Venting from Farms
There are various efforts ongoing to collect and process cow manure and process it via digesters to produce bio-gas (https://www.epa.gov/agstar/anaerobic-digestion-right-your-farm. While admirable, this does not address the fact that bovine each emit 200-1000 liters of gas every day from burps and flatulence. This may not be a lot per cow, but assuming an average of 500 liters per cow per day, it adds up to almost 7.5 trillion cubic feet of gas (3.6 trillion cubic feet of methane) per year from 1.4 billion cows world-wide.
While the concept of collecting cow flatulence may seem excessive, particularly as seen in Figure 6 below, nations that depend on cattle-related industries are hard-pressed to find solutions because methane is many times worse (estimated at between 30-70 times depending on source) for the environment then CO2.

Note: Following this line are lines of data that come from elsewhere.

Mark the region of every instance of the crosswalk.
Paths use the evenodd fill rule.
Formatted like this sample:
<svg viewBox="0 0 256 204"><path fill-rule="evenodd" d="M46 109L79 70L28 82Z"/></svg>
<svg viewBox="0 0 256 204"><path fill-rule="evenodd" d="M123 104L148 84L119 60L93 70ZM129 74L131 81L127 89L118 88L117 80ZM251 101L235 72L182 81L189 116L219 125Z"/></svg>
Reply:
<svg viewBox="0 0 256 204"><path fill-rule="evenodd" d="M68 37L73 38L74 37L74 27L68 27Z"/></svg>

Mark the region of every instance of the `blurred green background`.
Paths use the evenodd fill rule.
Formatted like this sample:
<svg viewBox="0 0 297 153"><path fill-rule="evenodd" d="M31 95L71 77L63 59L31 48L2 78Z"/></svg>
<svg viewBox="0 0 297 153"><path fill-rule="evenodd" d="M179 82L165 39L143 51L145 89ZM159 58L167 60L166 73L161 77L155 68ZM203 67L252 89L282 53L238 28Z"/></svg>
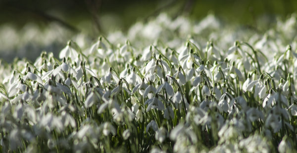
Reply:
<svg viewBox="0 0 297 153"><path fill-rule="evenodd" d="M277 15L286 19L297 10L297 0L0 0L0 43L6 48L0 49L0 52L3 53L0 54L0 58L7 61L15 57L34 60L32 56L22 55L22 47L16 45L29 46L29 49L27 47L23 50L52 51L61 49L67 40L77 34L83 33L95 39L111 31L125 32L136 22L145 22L161 12L166 12L173 18L185 15L194 21L199 21L212 13L225 23L261 29L269 26L275 21ZM264 22L266 24L262 27L257 25L257 20L267 20ZM36 35L42 38L40 35L52 23L62 27L58 32L61 36L53 38L59 39L58 42L53 40L53 45L43 42L45 44L40 47L30 44L35 42L30 42L32 41L30 40L13 42L13 39L30 37L31 34L27 35L29 36L24 34L26 33L24 29L28 24L39 29L42 34L37 33ZM51 27L53 30L56 28ZM11 30L10 33L7 32L9 30L5 28ZM51 37L50 34L47 35L48 37ZM12 40L9 41L7 39ZM9 52L14 53L14 55L7 53Z"/></svg>

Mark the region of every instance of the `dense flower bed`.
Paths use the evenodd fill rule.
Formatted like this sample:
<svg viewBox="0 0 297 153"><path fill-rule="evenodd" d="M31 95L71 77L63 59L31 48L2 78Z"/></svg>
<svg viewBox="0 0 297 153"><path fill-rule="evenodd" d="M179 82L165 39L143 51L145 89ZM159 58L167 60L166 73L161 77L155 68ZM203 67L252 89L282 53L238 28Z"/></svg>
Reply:
<svg viewBox="0 0 297 153"><path fill-rule="evenodd" d="M277 23L262 35L161 14L2 64L0 149L296 152L296 17Z"/></svg>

The image below is from a study conducted by the government of Argentina to collect cow flatulence via back-packs. While intriguing, this concept may be impractical on an individual cow basis in the industrialized world where labor costs are high.

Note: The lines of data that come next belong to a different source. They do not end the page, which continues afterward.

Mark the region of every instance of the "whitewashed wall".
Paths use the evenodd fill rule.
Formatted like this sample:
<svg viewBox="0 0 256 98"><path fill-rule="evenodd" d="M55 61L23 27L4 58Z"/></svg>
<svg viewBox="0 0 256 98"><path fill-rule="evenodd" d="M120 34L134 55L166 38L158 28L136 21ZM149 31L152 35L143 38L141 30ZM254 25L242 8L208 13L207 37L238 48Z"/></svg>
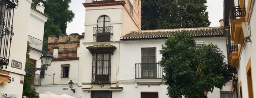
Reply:
<svg viewBox="0 0 256 98"><path fill-rule="evenodd" d="M246 5L248 5L248 1L245 0ZM247 8L247 6L246 8ZM254 65L256 64L256 52L255 51L256 50L256 44L254 42L255 41L255 38L256 38L256 34L255 33L256 32L256 28L255 27L255 26L256 26L256 8L255 6L253 10L251 10L253 11L251 13L251 20L248 22L249 22L251 29L252 42L246 42L245 45L243 46L243 47L241 50L237 71L238 82L240 83L241 82L241 83L243 98L248 97L246 68L250 57L251 58L251 74L254 96L255 96L255 94L256 94L256 67Z"/></svg>
<svg viewBox="0 0 256 98"><path fill-rule="evenodd" d="M31 1L31 0L19 0L19 5L15 10L13 19L14 35L11 45L10 65L7 69L3 69L10 72L10 77L13 78L14 81L6 85L0 84L0 93L17 95L19 98L22 98L23 88L23 84L20 83L20 80L23 80L25 74L24 69ZM21 63L22 69L11 67L12 60Z"/></svg>

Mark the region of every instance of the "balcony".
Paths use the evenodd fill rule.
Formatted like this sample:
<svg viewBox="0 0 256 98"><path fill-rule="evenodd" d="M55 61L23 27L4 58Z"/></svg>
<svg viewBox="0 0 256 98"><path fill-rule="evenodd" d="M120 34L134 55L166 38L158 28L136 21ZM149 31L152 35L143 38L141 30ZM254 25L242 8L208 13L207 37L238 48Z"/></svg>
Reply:
<svg viewBox="0 0 256 98"><path fill-rule="evenodd" d="M29 35L27 41L30 42L31 49L40 52L47 52L48 45L47 43L30 35Z"/></svg>
<svg viewBox="0 0 256 98"><path fill-rule="evenodd" d="M77 48L59 49L58 57L77 57Z"/></svg>
<svg viewBox="0 0 256 98"><path fill-rule="evenodd" d="M242 45L244 43L244 37L242 28L242 22L245 21L244 17L246 12L245 8L236 6L232 8L230 16L232 23L231 35L231 40L235 44Z"/></svg>
<svg viewBox="0 0 256 98"><path fill-rule="evenodd" d="M93 27L93 42L112 41L113 27Z"/></svg>
<svg viewBox="0 0 256 98"><path fill-rule="evenodd" d="M163 68L159 63L135 64L135 79L162 79Z"/></svg>
<svg viewBox="0 0 256 98"><path fill-rule="evenodd" d="M159 84L162 79L163 68L159 64L135 64L135 81L140 84Z"/></svg>
<svg viewBox="0 0 256 98"><path fill-rule="evenodd" d="M31 84L32 85L41 86L42 86L42 79L40 77L40 75L34 74L32 78L32 82Z"/></svg>
<svg viewBox="0 0 256 98"><path fill-rule="evenodd" d="M237 67L239 61L238 45L232 44L230 46L229 62L231 66Z"/></svg>

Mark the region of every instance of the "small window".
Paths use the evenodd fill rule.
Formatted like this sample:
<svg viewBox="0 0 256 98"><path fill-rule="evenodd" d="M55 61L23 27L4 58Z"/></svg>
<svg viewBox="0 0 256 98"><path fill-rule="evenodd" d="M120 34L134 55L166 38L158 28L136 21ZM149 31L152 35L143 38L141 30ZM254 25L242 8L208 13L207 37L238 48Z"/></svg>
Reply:
<svg viewBox="0 0 256 98"><path fill-rule="evenodd" d="M112 98L112 91L92 91L92 98Z"/></svg>
<svg viewBox="0 0 256 98"><path fill-rule="evenodd" d="M158 93L141 93L141 98L158 98Z"/></svg>
<svg viewBox="0 0 256 98"><path fill-rule="evenodd" d="M70 66L69 64L61 65L61 78L68 78Z"/></svg>
<svg viewBox="0 0 256 98"><path fill-rule="evenodd" d="M230 91L220 91L220 98L233 98L234 93Z"/></svg>
<svg viewBox="0 0 256 98"><path fill-rule="evenodd" d="M204 42L203 41L196 42L195 49L197 49L202 48L204 44Z"/></svg>

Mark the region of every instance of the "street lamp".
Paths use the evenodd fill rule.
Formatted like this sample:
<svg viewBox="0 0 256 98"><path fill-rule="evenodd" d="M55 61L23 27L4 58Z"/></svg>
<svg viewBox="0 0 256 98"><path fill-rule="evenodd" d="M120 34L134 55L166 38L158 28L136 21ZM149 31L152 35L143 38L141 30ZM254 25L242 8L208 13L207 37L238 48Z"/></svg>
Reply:
<svg viewBox="0 0 256 98"><path fill-rule="evenodd" d="M32 73L37 71L45 69L47 70L47 67L51 65L51 64L52 63L53 57L47 53L43 54L42 56L40 57L40 58L41 59L41 62L43 67L41 68L25 67L25 71L26 72L26 75Z"/></svg>
<svg viewBox="0 0 256 98"><path fill-rule="evenodd" d="M72 91L73 91L73 92L74 93L75 93L75 89L73 89L71 88L73 87L73 86L74 85L74 83L72 82L72 80L70 80L70 82L68 83L68 86L69 86L69 87L70 88L70 90L71 90Z"/></svg>

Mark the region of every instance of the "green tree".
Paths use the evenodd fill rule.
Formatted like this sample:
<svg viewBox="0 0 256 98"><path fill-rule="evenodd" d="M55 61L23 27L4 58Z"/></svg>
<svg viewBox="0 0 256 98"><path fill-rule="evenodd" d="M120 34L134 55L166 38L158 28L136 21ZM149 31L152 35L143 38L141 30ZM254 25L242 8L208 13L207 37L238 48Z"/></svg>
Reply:
<svg viewBox="0 0 256 98"><path fill-rule="evenodd" d="M31 6L35 7L40 2L44 3L45 13L49 16L45 24L44 37L48 38L52 35L58 37L60 34L66 34L67 23L75 17L75 14L68 10L71 0L34 0Z"/></svg>
<svg viewBox="0 0 256 98"><path fill-rule="evenodd" d="M34 67L34 64L29 60L29 53L30 51L29 45L29 42L28 42L25 66L27 68L33 68ZM32 74L26 74L24 77L22 96L25 96L29 98L39 98L39 94L37 93L35 87L31 85L33 81L33 75Z"/></svg>
<svg viewBox="0 0 256 98"><path fill-rule="evenodd" d="M210 25L206 0L142 0L141 29L167 29Z"/></svg>
<svg viewBox="0 0 256 98"><path fill-rule="evenodd" d="M172 98L207 98L214 87L222 89L229 81L225 56L217 45L195 48L194 37L185 31L167 39L159 61L166 74L167 94Z"/></svg>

Figure 6 - Cow Flatulence Back-Pack
The idea of collecting the bovine off-gas though is intriguing and may deserve consideration, particularly if the cattle are tightly consolidated.
An example of a consolidated area is the dairy farm shown in Figure 7a & 7b, where cattle feed, drink and are milked under sheds. While the average dairy farm has a few hundred of cattle, the largest dairy farm has over 30,000 head. Assuming a farm with at least 5,000 head, and if “all” the gas excreted from each cow is collected, then the sheds could collect up to 250,000 liters or 8828 cubic feet per day or 3.2 million cubic feet per year. This is important because unlike flared gas, where the gas is converted to CO2, the natural gas excreted by the bovine is many times worse.

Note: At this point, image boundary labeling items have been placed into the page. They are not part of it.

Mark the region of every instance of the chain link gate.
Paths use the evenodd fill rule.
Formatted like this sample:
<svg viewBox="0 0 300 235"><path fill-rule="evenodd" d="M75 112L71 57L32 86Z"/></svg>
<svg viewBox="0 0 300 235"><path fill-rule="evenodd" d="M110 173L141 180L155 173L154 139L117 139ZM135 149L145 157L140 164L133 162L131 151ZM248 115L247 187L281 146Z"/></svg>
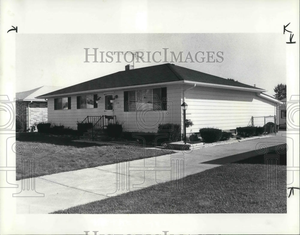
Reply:
<svg viewBox="0 0 300 235"><path fill-rule="evenodd" d="M252 116L252 126L260 126L264 128L264 134L276 134L278 130L276 125L276 116L265 116L264 117Z"/></svg>

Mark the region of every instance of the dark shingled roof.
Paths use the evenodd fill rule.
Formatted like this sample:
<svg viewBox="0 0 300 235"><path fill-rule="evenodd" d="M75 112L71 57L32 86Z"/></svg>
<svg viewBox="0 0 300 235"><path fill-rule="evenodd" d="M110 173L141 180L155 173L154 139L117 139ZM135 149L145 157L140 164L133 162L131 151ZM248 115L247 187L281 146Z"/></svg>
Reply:
<svg viewBox="0 0 300 235"><path fill-rule="evenodd" d="M240 82L168 63L120 71L40 96L184 80L260 89Z"/></svg>

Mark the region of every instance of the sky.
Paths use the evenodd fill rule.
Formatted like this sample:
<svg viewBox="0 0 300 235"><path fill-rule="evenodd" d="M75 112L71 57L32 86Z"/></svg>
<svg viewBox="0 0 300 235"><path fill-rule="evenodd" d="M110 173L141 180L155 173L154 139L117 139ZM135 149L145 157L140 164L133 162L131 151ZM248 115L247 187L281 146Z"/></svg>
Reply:
<svg viewBox="0 0 300 235"><path fill-rule="evenodd" d="M128 63L121 55L113 56L111 63L105 62L108 51L125 52L137 50L150 52L151 63L135 63L135 68L163 63L163 48L169 48L166 60L172 60L170 52L177 56L182 52L182 61L189 52L194 62L172 63L224 78L231 78L268 90L274 94L273 89L278 83L286 84L285 40L282 34L20 34L16 38L16 91L28 91L42 86L68 87L107 74L124 70ZM85 63L86 50L98 48L97 60L101 60L100 51L104 52L104 63ZM204 62L194 60L196 53L204 52ZM161 52L161 56L153 52ZM208 63L206 52L214 52L210 61L217 59L221 63ZM217 57L222 52L224 59ZM144 52L146 53L146 52ZM210 53L210 55L212 53ZM198 54L198 61L203 56ZM127 57L130 62L130 56ZM144 60L147 60L147 56ZM142 78L141 78L142 79Z"/></svg>

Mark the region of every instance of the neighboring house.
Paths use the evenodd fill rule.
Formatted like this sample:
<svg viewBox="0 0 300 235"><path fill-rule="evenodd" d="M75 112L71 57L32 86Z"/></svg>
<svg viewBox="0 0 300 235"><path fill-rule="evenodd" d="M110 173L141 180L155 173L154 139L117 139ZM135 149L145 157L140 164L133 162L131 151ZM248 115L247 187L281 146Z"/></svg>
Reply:
<svg viewBox="0 0 300 235"><path fill-rule="evenodd" d="M285 128L286 127L286 98L281 100L280 101L283 103L278 105L278 123L279 125L279 128Z"/></svg>
<svg viewBox="0 0 300 235"><path fill-rule="evenodd" d="M172 64L130 67L37 98L48 99L48 121L75 128L88 115L115 115L127 131L156 131L171 123L182 131L184 102L194 124L188 133L235 130L251 125L252 116L276 115L278 101L264 89Z"/></svg>
<svg viewBox="0 0 300 235"><path fill-rule="evenodd" d="M16 94L16 119L21 123L18 130L26 131L34 123L46 121L47 119L47 101L35 97L63 88L61 87L44 86L30 91Z"/></svg>

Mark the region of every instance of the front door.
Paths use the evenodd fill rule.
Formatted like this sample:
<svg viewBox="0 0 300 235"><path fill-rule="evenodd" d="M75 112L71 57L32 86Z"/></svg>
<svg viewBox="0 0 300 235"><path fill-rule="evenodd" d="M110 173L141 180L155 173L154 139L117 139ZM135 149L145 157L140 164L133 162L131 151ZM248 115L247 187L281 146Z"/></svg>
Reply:
<svg viewBox="0 0 300 235"><path fill-rule="evenodd" d="M104 94L104 115L106 116L114 115L114 97L113 93ZM111 121L111 119L107 118L104 121L106 125Z"/></svg>

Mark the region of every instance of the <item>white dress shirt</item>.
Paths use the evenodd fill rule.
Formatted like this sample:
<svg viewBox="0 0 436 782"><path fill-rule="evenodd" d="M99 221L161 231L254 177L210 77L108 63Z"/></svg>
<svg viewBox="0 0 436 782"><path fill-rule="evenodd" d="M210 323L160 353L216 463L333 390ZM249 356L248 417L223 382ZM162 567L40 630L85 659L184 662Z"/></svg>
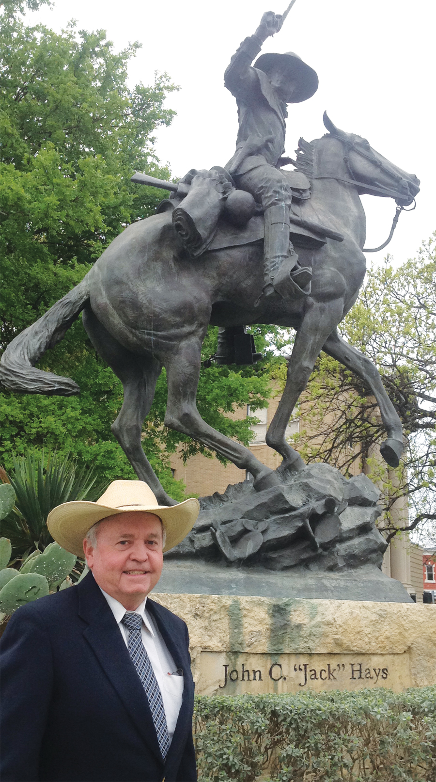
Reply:
<svg viewBox="0 0 436 782"><path fill-rule="evenodd" d="M124 643L128 647L127 637L129 631L121 622L121 619L126 613L126 608L115 597L111 597L101 587L99 588L108 601L109 607L115 616ZM166 717L168 735L170 737L170 742L171 742L182 702L184 678L183 676L180 676L175 674L177 669L174 661L156 627L154 619L145 611L146 602L147 598L145 597L145 600L143 601L141 605L138 605L138 608L135 608L134 612L135 614L140 614L142 617L142 626L141 628L142 643L145 647L152 668L155 672L155 676L160 687L163 708L165 708L165 716Z"/></svg>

Considering that there are over 9.5 million dairy cows
in the USA alone
A particularly interesting trend, observed by the USDA from 1996 to 2006, was that the number of overall farms fell and the number of head per farm rose over that period.
Thus, a commercially viable solution, either stand-alone or in conjunction with gas processing from the manure digesters, could result in significant environmental benefit.
The authors admit, that this particular opportunity is potentially the most difficult to address, but there is on-going research and development at various universities which could lend itself to a commercially viable solution; thus, it should not be discounted.